Progress is made in science by observing a phenomenon of interest, making hypotheses and testing the hypothesis either empirically or by proving theorems.

For this question you are to think about the effect of heuristic accuracy on A* search. That is, you are to experiment with, and think about how close h(n) is to the actual distance from node n to a goal affects the efficiency and accuracy of A*. To get full marks you must at least invent and prove one theorem and show some empirical evidence for you answer. Your answers need to be precise (e.g, don't say "it works better", but say something like "it always works better", "it sometimes works better" or "it works better in a majority of cases").

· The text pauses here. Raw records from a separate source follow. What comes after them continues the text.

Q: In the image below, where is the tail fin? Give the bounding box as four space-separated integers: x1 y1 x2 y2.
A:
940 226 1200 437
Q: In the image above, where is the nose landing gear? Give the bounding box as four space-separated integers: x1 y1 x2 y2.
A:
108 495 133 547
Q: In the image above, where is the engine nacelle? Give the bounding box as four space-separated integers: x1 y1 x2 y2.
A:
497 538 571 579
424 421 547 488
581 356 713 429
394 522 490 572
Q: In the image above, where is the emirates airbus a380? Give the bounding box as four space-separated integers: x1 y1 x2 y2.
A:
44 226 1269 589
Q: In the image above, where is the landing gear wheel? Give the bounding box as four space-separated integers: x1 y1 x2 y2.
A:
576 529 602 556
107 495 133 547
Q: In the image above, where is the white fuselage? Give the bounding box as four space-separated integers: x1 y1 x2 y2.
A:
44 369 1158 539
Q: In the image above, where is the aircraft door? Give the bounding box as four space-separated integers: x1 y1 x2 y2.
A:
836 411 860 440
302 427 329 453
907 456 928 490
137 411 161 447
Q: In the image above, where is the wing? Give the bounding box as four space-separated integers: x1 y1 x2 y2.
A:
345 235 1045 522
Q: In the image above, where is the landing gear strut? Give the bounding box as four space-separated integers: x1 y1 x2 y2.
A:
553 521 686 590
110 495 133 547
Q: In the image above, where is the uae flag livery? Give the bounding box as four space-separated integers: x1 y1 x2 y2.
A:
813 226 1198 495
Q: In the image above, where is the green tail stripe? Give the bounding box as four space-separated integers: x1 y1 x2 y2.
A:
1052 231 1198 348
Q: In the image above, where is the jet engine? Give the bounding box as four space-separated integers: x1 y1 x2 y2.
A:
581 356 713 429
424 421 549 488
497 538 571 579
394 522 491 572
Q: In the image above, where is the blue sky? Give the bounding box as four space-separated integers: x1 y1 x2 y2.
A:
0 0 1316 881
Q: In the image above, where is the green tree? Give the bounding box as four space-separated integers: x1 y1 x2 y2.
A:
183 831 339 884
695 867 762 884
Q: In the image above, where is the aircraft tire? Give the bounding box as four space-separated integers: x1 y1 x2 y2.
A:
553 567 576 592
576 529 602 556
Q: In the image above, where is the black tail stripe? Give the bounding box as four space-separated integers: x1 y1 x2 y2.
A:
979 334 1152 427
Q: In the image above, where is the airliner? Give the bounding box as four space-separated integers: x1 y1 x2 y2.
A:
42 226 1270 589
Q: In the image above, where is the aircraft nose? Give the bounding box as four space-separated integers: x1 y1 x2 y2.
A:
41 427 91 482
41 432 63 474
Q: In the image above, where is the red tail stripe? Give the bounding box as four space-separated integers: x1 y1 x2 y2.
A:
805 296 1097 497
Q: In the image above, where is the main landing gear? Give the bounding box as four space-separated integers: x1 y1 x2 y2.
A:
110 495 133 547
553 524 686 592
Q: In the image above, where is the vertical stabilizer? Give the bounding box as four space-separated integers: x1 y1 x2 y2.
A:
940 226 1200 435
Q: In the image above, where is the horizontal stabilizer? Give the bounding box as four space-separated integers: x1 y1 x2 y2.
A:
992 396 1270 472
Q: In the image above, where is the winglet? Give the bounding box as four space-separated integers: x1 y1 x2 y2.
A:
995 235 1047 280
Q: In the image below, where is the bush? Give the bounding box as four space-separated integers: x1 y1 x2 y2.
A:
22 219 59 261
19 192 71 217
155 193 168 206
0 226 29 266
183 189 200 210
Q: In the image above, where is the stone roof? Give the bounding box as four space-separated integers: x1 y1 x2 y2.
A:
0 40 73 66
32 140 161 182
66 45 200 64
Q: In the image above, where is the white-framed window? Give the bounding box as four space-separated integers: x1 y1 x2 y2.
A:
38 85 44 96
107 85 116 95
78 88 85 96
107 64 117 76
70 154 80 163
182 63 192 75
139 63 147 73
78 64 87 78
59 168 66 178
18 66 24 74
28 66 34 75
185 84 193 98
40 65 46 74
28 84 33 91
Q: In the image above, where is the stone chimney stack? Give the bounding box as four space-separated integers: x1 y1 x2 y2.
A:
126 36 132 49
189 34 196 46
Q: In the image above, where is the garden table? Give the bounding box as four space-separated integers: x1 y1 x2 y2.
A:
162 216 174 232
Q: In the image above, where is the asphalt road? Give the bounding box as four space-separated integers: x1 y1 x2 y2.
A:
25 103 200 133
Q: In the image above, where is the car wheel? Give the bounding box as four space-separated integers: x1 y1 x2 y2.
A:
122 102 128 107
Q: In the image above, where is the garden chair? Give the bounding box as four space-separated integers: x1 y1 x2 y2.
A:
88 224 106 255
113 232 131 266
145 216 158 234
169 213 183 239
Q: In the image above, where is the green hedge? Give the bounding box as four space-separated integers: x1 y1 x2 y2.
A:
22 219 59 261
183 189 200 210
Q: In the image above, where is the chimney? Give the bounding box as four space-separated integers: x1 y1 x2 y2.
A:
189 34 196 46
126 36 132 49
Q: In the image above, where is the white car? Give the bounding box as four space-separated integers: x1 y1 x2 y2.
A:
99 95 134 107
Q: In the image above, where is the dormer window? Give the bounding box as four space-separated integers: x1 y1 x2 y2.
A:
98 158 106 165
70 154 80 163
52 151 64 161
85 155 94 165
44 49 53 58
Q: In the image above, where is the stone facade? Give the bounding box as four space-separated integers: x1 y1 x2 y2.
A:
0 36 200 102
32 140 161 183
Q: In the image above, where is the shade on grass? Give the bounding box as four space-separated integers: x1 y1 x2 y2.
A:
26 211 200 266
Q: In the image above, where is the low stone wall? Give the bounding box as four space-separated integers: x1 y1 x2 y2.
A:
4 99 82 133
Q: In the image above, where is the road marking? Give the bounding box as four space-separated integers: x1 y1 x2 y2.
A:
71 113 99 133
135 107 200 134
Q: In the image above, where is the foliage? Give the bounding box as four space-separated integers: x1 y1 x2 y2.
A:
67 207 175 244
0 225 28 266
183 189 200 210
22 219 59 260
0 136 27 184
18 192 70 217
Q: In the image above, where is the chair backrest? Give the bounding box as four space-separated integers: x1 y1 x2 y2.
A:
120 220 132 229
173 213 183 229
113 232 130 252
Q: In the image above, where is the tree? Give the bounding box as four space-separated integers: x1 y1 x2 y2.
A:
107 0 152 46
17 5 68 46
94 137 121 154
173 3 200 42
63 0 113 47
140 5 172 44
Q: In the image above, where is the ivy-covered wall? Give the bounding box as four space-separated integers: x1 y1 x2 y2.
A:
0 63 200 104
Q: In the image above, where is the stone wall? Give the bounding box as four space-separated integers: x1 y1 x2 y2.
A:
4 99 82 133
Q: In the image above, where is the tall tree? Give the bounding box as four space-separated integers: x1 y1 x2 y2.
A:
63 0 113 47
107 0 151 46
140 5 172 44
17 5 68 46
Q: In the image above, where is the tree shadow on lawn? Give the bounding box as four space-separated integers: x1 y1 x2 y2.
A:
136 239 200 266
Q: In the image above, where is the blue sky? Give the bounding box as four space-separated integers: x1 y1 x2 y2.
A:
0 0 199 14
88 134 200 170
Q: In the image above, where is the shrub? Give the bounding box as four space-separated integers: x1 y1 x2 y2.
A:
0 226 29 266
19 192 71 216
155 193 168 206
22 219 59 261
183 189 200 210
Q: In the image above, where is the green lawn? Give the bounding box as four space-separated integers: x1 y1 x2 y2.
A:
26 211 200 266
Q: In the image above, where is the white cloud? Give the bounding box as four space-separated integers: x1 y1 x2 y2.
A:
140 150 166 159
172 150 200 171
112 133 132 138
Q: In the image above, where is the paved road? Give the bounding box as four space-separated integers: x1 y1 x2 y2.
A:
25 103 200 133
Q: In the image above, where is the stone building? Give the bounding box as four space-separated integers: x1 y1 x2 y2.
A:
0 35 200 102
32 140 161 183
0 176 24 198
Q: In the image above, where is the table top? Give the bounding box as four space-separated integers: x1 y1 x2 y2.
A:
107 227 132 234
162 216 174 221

  1. What is the effect of reducing h(n) when h(n) is already an underestimate?
  2. How does A* perform when h(n) is the exact distance from n to a goal?
  3. What happens if h(n) is not an underestimate?
One way to vary h(n) is to use the applet with the automatic node heuristics (under the search options menu) turned on, then turn it off and change heuristic values. There are ways to change all heuristic values.

Question Three

For each of the following, give a graph that is a tree (there is at most one arc into any node), contains at most 15 nodes, and has at most two arcs out of any node.
  1. Give a graph where depth-first search is much more efficient (expands fewer nodes) than breadth-first search.
  2. Give a graph where breadth-first search is much better than depth-first search.
  3. Give a graph where A* search is more efficient than either depth-first search or breadth-first search.
  4. Give a graph where depth-first search and breadth-first search are both more efficient than A* search.
You must draw the graph and show the order of the neighbors (this is needed for the depth-first search). Either give the arc costs and heuristic function or state explicitly that you are drawing the graph to scale and are using Euclidean distance for the arc costs and the heuristic function.